Back in 2018, the endpoint security market was valued at $11.18 billion and predicted to reach $19.69 billion a value by 2024. This market is mainly characterized by:
- High enterprise adoption of the SaaS-based or cloud-delivered endpoint security solutions that’s slowly growing. The benefits attracting these companies include reduced costs, computing scalability, and having low maintenance demands
- A growing number of more endpoints that carry more sensitive data and with the increased connectivity, data sharing, and collaboration, there’s a much higher chance that an organizational endpoint will carry sensitive data
- Endpoints can be an open gateway for attackers and in the past two decades. Organizations have been investing major resources in trying to safeguard their network perimeter. Attackers find it much easier to penetrate organizations by sidestepping the network defenses and directly penetrating through the endpoints
- Multiple security tools were installed on endpoints in the past, but today there’s an endpoint agent consolidation. This is where one platform with one software footprint is installed at the endpoint to provide multiple security solutions that enable central management of all security functions
- Consolidation of the EPP and EDR platforms that are no longer considered two separate systems since the Endpoint Protection Platform has been expanded to include EDR.

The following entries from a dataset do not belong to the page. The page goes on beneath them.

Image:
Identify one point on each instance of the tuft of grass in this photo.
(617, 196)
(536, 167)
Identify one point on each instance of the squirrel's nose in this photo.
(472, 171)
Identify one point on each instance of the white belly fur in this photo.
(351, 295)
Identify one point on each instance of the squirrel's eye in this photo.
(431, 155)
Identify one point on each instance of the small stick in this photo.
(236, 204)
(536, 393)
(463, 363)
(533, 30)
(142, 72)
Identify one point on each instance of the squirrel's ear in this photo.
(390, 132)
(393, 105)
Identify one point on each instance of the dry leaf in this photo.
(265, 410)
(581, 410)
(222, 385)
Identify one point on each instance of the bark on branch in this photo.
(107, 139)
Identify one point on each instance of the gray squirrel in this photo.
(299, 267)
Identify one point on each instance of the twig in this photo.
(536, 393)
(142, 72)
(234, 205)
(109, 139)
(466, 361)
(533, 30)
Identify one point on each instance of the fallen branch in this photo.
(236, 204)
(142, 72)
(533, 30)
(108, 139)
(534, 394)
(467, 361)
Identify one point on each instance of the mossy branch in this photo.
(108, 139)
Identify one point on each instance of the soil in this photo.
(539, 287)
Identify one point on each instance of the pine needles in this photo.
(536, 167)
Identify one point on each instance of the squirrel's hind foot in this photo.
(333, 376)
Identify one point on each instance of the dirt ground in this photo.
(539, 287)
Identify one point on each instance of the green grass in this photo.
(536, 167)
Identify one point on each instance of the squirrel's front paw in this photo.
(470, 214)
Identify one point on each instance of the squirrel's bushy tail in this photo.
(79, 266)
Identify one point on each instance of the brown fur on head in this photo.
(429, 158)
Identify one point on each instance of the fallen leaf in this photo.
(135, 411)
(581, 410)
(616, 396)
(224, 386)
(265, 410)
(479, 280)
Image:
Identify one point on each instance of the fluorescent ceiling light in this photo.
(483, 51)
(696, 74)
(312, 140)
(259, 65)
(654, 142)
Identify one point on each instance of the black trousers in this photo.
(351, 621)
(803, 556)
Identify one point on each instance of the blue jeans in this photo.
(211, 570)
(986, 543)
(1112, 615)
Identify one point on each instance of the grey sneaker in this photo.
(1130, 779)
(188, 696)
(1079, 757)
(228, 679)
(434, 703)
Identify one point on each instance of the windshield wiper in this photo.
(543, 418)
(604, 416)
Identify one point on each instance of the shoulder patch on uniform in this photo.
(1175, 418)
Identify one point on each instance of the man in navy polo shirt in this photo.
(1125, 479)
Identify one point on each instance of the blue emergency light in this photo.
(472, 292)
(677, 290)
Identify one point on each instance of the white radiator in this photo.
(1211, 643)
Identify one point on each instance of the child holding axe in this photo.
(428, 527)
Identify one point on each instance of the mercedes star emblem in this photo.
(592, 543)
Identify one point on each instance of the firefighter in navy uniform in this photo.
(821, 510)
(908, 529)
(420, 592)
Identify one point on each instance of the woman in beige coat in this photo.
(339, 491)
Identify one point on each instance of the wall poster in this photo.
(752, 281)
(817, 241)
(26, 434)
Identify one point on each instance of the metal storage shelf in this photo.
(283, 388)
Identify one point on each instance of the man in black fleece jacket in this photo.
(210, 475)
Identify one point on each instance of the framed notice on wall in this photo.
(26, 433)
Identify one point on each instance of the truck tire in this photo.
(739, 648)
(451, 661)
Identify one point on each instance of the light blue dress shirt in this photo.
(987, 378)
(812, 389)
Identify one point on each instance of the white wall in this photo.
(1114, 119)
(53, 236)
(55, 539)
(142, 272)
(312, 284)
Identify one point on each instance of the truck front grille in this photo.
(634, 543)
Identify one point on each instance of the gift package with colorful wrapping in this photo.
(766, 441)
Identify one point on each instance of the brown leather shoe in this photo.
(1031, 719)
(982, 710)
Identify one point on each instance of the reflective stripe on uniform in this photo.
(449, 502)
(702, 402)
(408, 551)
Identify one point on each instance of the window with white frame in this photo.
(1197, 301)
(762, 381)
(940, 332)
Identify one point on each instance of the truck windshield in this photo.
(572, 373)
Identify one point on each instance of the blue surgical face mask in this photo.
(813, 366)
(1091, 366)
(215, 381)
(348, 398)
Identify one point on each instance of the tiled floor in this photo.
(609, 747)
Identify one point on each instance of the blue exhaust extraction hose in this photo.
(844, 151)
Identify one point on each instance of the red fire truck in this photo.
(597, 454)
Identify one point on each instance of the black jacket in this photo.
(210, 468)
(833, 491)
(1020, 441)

Frequently Asked Questions on Endpoint Detection and Response
1. What’s the goal of using Endpoint Security?
EDR systems help secure endpoints and entry points in end-user devices such as laptops, desktops, mobile devices from being attacked by malicious campaigns. Modern Endpoint protection systems are designed to detect, analyze, block quickly, and contain any suspicious behavior or advanced attacks in progress.
2. What is the difference between SIEM and EDR?

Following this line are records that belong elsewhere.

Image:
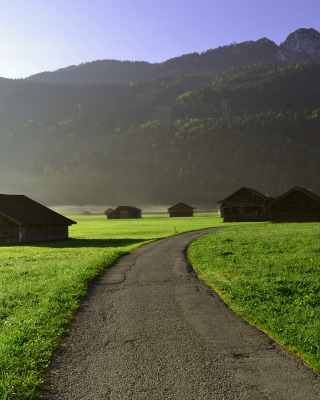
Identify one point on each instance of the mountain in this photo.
(302, 45)
(176, 136)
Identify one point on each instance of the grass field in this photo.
(270, 275)
(42, 284)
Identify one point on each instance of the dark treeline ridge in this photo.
(194, 138)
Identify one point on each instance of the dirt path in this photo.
(150, 330)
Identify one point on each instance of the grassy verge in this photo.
(270, 275)
(41, 286)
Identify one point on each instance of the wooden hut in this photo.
(245, 204)
(24, 220)
(124, 212)
(296, 205)
(181, 210)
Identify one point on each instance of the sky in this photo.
(45, 35)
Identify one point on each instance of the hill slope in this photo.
(193, 139)
(300, 46)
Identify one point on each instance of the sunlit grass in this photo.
(270, 275)
(42, 284)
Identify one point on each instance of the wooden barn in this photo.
(245, 204)
(181, 210)
(296, 205)
(124, 212)
(24, 220)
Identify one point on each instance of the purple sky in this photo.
(44, 35)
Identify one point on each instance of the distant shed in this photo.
(181, 210)
(245, 204)
(296, 205)
(24, 220)
(124, 212)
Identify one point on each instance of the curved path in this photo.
(150, 330)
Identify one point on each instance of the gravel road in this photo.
(150, 330)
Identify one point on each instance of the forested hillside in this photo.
(193, 139)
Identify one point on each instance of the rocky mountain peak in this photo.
(303, 44)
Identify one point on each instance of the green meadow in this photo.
(42, 284)
(269, 273)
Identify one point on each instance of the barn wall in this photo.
(296, 207)
(37, 233)
(181, 213)
(9, 231)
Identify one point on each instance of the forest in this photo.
(194, 138)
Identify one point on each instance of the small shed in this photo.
(296, 205)
(245, 204)
(109, 210)
(24, 220)
(181, 210)
(124, 212)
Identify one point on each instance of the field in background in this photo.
(270, 275)
(42, 284)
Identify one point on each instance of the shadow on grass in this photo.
(77, 243)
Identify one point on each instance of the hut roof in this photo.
(233, 201)
(297, 189)
(126, 208)
(181, 206)
(22, 210)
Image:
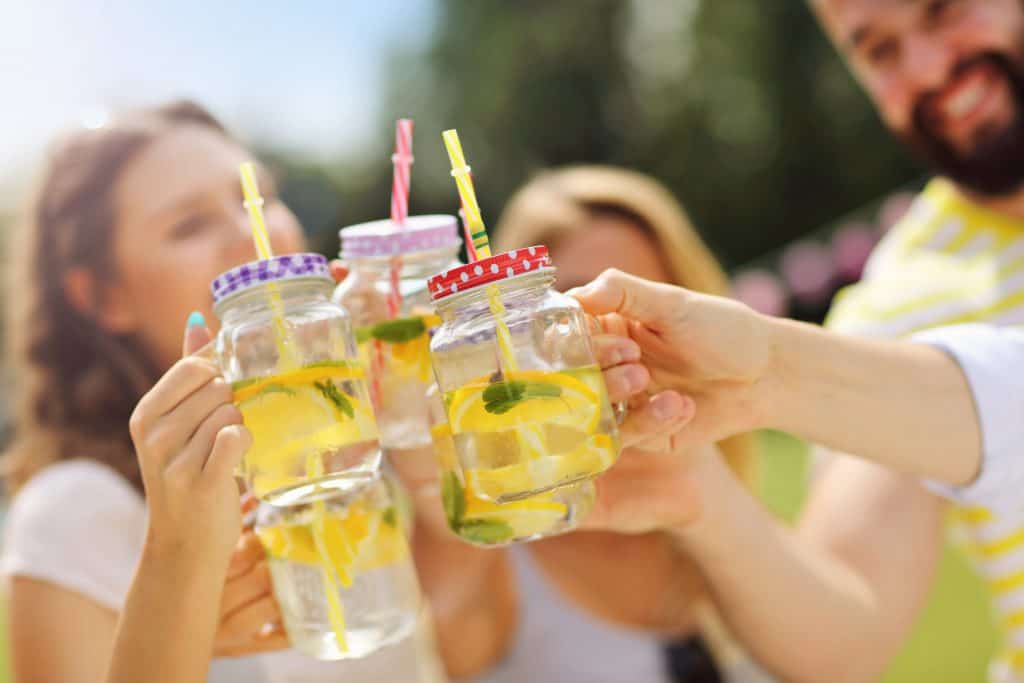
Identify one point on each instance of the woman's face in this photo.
(606, 242)
(180, 222)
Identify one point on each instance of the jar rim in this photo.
(220, 306)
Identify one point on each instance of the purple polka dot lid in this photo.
(278, 268)
(385, 238)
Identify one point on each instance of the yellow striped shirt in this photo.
(951, 261)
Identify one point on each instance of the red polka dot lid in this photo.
(492, 269)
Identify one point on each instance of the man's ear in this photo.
(110, 307)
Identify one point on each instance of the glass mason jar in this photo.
(525, 399)
(481, 522)
(393, 332)
(290, 355)
(342, 571)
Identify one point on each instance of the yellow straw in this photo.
(478, 233)
(329, 582)
(254, 204)
(460, 171)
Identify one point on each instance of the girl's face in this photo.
(180, 222)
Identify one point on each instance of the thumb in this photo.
(339, 270)
(641, 300)
(197, 334)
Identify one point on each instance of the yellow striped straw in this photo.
(463, 179)
(254, 204)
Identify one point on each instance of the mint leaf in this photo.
(330, 364)
(399, 331)
(501, 391)
(454, 500)
(333, 394)
(485, 530)
(501, 397)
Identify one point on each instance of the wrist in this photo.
(779, 383)
(183, 554)
(711, 481)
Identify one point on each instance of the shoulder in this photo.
(78, 524)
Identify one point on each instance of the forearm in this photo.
(801, 611)
(640, 581)
(473, 598)
(167, 628)
(904, 406)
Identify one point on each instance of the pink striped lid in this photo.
(385, 238)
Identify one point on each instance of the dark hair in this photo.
(77, 383)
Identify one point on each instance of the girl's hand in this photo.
(250, 621)
(188, 437)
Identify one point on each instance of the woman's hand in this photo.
(711, 349)
(189, 437)
(250, 620)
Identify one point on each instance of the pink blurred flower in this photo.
(809, 271)
(762, 291)
(852, 244)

The difference comes in the 24/7 threat response. No matter how well equipped IT security teams are, they cannot consistently provide security monitoring on emerging threats or detect suspicious system behavior without using targeted threat response tools.
Essentially SIEM centralizes the security alerts and logs while the EDR monitors malicious activities on endpoints. Combined with expert data analytics techniques, SIEM and EDR tools provide round-the-clock network monitoring and response solutions.
3. Which are the common endpoint cyber threats?
- Vulnerability exploits
- Drive-by downloads
- Email phishing
- Watering holes
4. What is the main difference between an EPP and EDR?
Endpoint Protection Platform (EPP) gives you the traditional anti-malware scanning. In contrast, Endpoint Detection and Response (EDR) is an advanced security system that covers more of the advanced persistent threats and sophisticated attacks with remediation actions that have the ability to restore affected systems.
5. What is an exposed JSON endpoint?
An exposed JSON endpoint is a term that’s given to a publicly available URL, with query or path parameters you’ve added at times, that you can send an HTTP request to, and it can return a JSON from the remote server that’s related to the request that you sent.